Spatial Indexing Settings. Refer to the indexing documentation for a better understanding. Here we will be terse:

  • ADQL_MODE We support two sky tesselations for our spatial indexing. Here we are using HTM (Heirarchical Triangular Mesh) as opposed to HPX (HEALPix).

  • ADQL_LEVEL Any tesselation recurses arbitrarily deeply. The level specifies how deep this is and corresponds to a smallest “cell” size (here HTM 20 cells are about 0.3 arcseconds on a side).

  • ADQL_COLNAME For our custom spatial indexing to work, tables need to include the index value column explicitly.
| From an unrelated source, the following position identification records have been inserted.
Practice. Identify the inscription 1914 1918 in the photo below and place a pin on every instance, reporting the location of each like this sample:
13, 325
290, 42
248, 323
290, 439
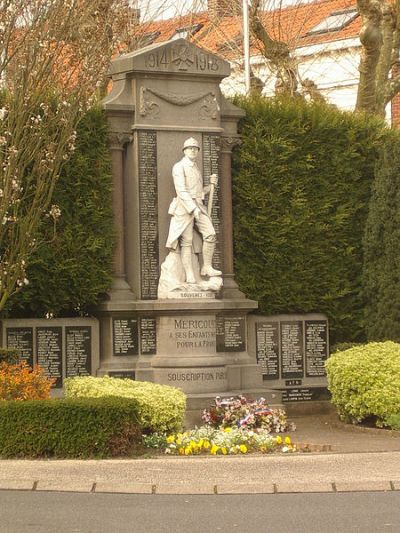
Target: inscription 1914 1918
183, 58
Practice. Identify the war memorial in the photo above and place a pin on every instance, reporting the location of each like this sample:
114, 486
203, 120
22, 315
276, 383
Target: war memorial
174, 313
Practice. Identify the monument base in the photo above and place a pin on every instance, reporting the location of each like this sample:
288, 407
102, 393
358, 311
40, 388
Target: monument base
197, 346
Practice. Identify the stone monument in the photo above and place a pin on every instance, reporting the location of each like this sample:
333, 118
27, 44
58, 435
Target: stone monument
174, 314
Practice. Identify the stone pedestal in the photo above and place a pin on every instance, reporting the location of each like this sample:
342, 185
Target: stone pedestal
153, 327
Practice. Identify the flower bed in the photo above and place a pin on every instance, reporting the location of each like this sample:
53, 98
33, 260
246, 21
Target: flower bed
227, 441
234, 426
241, 412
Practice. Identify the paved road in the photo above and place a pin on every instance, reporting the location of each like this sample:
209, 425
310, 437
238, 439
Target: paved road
210, 475
46, 512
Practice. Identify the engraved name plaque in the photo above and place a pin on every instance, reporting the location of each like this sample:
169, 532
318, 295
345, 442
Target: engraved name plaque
49, 352
267, 348
125, 336
21, 340
148, 336
211, 166
231, 334
148, 206
292, 349
78, 351
316, 347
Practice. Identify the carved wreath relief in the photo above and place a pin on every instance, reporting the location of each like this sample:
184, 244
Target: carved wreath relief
148, 107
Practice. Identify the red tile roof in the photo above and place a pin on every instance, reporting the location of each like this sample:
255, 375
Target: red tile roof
290, 24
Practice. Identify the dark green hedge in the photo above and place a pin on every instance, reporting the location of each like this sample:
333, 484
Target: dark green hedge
382, 247
302, 181
67, 275
90, 427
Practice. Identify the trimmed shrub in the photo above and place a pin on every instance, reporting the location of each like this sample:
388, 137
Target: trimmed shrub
381, 247
69, 272
20, 382
365, 382
160, 407
301, 188
90, 427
The obvious name here would be “htm20” (it is for us) but you may have some reason to use another name.

  • ADQL_ENCODING This one is arcane and only really applies to HTM in practice. Since tesselations are based on recursive decomposition of spatial cells into four, sometimes (and mostly for debugging) it is nice to have database values be base 4 numbers. But this increases the number of digits by a fair bit and normally regular base 10 numbers are easier to store. Supported values are therefore “BASE10” and “BASE4”.

  • ADQL_XCOL The spatial indexing cell numbers allow very quick subsetting but the results are only approximate (i.e. some of the records in a “matching” cell are outside the exact geometry defined; like a cone on the sky). Including the (x,y,z) geometric tree-vector coordinates of the location allow us to perform an exact secondary filter of the data. Again, you may not want to use the name ‘x’ for this x-column so we let you set the name explicitly here.

  • ADQL_YCOL Ditto for the y-column name.

  • ADQL_ZCOL And the z-column name.